Réticence des transhumants face aux medias et défis du pastoralisme : M. Boureima DODO explique

Sene Kunafoni

Le jeudi 10 octobre 2019 à Accra, les journalistes en formation sur le pastoralisme et la transhumance ont eu l’honneur de s’entretenir sur la question de réticence des transhumants (éleveurs pasteurs) envers les hommes de media avec le Secrétaire permanent du Réseau de l’organisation des pasteurs d’Afrique « Bilital Maroobé » RBM, M. Boureima DODO du Niger.
Lisez plutôt :
Le Media a-t-il un rôle à jouer dans le pastoralisme ?

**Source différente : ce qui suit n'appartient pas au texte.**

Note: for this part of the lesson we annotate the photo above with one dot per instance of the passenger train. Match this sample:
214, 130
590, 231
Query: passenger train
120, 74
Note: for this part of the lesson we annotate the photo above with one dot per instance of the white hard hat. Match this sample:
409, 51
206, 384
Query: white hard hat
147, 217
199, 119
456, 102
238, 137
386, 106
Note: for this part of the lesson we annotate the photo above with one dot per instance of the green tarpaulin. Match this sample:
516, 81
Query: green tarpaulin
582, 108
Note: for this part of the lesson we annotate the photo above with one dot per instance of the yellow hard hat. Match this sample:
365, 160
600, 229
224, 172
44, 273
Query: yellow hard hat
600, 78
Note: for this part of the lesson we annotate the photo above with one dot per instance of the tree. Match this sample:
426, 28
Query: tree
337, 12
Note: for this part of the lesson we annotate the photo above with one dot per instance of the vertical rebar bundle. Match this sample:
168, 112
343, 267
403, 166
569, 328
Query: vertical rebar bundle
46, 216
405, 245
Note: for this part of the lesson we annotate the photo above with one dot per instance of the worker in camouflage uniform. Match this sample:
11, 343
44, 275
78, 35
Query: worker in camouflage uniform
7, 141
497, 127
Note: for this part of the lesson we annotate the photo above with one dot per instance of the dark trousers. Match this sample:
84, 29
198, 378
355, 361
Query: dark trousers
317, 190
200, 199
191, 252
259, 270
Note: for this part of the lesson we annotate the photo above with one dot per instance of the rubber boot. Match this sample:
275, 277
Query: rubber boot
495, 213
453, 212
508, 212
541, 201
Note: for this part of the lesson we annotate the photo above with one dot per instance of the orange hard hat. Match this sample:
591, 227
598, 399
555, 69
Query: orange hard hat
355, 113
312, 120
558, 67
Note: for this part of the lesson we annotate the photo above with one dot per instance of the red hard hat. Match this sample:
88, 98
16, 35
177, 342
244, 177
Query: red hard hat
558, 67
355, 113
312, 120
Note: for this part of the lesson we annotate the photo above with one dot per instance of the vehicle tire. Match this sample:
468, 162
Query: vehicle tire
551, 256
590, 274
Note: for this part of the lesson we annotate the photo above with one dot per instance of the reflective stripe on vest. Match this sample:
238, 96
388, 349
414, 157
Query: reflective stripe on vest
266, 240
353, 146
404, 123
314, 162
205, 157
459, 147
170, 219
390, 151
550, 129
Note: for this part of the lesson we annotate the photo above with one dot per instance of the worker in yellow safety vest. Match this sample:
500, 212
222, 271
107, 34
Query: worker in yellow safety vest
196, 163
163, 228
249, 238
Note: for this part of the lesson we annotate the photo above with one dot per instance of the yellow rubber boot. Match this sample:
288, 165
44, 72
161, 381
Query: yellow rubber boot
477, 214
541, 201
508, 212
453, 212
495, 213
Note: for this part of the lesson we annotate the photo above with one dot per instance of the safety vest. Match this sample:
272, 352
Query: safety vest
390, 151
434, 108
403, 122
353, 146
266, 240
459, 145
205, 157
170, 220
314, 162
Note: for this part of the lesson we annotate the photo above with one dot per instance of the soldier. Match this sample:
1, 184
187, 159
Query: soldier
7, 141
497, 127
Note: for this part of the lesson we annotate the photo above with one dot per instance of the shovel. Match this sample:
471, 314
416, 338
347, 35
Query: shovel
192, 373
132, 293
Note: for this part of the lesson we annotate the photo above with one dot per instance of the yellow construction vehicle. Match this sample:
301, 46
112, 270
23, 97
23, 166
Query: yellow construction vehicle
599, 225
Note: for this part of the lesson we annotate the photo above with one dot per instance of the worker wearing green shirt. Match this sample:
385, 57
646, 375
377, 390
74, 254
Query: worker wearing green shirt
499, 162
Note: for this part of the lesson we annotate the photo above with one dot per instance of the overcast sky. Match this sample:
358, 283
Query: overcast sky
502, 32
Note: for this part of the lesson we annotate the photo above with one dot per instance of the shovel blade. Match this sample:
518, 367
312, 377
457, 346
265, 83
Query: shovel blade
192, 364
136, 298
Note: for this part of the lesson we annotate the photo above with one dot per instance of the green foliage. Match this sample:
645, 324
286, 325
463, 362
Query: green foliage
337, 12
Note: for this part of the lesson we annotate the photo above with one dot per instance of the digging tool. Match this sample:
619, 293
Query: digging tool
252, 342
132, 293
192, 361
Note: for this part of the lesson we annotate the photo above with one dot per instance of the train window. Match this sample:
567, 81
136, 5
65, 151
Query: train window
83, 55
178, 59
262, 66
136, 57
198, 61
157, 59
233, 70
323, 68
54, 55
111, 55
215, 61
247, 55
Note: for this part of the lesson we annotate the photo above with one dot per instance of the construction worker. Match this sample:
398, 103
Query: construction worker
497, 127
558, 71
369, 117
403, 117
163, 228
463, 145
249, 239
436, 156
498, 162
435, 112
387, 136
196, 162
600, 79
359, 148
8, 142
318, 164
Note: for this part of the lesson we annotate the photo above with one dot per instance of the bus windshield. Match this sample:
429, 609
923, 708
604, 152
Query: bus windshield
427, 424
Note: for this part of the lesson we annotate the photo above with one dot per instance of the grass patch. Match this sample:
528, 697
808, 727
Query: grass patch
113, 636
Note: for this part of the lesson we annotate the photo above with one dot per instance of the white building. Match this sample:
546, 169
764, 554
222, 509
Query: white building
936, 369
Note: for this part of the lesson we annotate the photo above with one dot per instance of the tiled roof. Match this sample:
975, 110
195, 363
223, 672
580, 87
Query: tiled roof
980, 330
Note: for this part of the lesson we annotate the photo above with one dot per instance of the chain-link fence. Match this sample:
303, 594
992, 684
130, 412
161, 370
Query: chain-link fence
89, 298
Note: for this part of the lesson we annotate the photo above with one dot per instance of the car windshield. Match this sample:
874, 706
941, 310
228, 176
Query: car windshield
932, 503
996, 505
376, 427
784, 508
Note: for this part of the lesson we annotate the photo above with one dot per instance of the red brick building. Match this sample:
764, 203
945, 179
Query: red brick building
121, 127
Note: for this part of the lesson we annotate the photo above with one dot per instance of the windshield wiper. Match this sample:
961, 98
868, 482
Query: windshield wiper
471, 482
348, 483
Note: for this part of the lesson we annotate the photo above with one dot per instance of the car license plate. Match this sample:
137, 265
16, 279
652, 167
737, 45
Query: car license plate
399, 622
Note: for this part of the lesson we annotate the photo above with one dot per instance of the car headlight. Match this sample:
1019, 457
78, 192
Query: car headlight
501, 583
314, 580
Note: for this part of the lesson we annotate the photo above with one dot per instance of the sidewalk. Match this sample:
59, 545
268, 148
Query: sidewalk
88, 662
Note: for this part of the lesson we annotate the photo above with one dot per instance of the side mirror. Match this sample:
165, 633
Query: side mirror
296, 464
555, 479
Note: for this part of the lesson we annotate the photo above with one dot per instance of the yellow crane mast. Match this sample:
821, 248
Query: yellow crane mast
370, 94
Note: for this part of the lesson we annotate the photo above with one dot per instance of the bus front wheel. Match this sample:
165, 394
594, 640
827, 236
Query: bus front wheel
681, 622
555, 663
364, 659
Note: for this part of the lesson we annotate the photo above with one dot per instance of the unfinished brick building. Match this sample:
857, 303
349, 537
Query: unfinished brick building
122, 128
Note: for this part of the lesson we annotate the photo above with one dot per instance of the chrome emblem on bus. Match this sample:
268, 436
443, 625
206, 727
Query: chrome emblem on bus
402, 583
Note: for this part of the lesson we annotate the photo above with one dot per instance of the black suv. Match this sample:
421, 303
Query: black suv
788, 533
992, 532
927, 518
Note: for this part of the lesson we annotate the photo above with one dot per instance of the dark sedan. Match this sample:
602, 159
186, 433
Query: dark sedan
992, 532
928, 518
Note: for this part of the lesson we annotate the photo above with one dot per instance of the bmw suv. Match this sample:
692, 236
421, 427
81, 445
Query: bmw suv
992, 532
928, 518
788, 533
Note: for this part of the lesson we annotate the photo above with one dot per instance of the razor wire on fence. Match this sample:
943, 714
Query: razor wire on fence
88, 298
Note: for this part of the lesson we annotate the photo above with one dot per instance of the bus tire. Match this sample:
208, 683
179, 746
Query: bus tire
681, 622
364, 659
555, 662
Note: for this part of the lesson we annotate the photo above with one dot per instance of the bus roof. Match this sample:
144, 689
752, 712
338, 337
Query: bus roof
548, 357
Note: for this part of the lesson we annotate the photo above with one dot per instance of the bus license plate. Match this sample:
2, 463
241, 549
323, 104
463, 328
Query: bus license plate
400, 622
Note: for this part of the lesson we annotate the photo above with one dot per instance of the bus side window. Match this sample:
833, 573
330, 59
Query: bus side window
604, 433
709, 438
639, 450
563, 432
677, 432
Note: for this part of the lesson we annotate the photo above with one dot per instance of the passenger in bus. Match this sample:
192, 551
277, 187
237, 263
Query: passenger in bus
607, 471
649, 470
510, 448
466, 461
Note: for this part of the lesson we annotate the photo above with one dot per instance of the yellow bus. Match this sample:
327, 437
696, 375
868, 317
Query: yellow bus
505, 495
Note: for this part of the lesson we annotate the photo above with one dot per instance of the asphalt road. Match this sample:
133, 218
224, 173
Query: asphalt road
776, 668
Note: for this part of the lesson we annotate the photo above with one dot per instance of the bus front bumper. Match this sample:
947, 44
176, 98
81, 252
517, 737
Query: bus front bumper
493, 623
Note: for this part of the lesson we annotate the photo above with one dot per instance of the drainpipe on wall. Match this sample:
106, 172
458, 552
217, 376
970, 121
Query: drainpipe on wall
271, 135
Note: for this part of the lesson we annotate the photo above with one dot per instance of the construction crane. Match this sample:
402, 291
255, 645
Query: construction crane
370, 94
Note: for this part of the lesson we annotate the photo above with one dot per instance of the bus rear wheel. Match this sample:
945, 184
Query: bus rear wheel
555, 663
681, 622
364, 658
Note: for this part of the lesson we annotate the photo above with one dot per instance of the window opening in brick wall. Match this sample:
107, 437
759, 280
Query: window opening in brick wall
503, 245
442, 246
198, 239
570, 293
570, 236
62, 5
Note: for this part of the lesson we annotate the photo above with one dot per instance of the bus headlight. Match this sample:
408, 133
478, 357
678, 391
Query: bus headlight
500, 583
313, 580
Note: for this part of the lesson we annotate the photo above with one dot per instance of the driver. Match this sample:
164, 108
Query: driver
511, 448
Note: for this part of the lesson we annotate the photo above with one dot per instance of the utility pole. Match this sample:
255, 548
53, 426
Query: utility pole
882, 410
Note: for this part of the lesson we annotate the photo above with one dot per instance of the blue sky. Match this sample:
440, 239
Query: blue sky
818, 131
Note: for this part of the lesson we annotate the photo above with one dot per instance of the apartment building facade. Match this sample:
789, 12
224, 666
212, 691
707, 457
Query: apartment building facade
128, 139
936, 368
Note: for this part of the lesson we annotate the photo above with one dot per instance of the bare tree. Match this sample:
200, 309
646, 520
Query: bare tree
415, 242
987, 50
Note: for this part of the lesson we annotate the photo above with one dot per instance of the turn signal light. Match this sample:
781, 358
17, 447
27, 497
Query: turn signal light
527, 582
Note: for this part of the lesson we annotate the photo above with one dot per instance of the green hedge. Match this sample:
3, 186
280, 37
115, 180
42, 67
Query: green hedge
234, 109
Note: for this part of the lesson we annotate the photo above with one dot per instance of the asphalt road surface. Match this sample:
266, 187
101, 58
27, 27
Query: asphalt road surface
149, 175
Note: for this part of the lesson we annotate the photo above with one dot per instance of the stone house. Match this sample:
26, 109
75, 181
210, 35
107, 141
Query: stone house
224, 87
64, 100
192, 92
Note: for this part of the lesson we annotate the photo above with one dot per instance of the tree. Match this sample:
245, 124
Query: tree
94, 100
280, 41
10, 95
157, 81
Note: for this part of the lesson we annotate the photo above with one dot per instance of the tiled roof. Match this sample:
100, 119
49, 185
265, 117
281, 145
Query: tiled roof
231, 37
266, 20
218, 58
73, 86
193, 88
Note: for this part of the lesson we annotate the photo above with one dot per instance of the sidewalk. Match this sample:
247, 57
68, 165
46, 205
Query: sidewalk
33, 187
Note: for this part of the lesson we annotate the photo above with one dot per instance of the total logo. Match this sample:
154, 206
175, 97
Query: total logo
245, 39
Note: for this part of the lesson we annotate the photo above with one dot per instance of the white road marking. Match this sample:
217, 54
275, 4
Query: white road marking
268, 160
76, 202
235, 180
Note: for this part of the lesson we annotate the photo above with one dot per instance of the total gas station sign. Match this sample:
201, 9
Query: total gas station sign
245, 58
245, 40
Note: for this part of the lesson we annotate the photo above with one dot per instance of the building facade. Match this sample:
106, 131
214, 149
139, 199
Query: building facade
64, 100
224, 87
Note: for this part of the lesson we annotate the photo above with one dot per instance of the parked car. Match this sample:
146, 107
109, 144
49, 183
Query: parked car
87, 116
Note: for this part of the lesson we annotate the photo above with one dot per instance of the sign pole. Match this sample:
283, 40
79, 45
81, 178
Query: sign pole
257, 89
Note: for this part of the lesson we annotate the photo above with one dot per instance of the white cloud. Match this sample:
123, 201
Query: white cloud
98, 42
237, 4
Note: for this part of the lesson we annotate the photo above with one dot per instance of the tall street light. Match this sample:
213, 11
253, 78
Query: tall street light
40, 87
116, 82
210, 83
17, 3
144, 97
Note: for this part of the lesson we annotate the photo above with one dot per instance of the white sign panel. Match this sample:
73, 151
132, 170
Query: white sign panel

Etant le Secrétaire permanent du Réseau de l’organisation des pasteurs d’Afrique (Bilital Maroobé), je suis le mieux placé pour estimer le rôle des medias dans le pastoralisme. Les medias ont rôle très important dans le domaine pastoral.
Alors pourquoi les transhumants sont-ils réticents envers les hommes de media ?
Les transhumants ont beaucoup d’estime pour les hommes de medias car ils connaissent la presse a pour rôle principal la sensibilisation et l’information, mais aussi et surtout la plaidoirie à travers des dénonciations. La réticence des éleveurs pasteurs face à la presse n’est pas qu’ils n’aiment pas la presse, mais c’est parce certains d’entre eux ne comprennent pas la presse.
Que faut-il faire pour une bonne compréhension de la presse au sein des transhumants ?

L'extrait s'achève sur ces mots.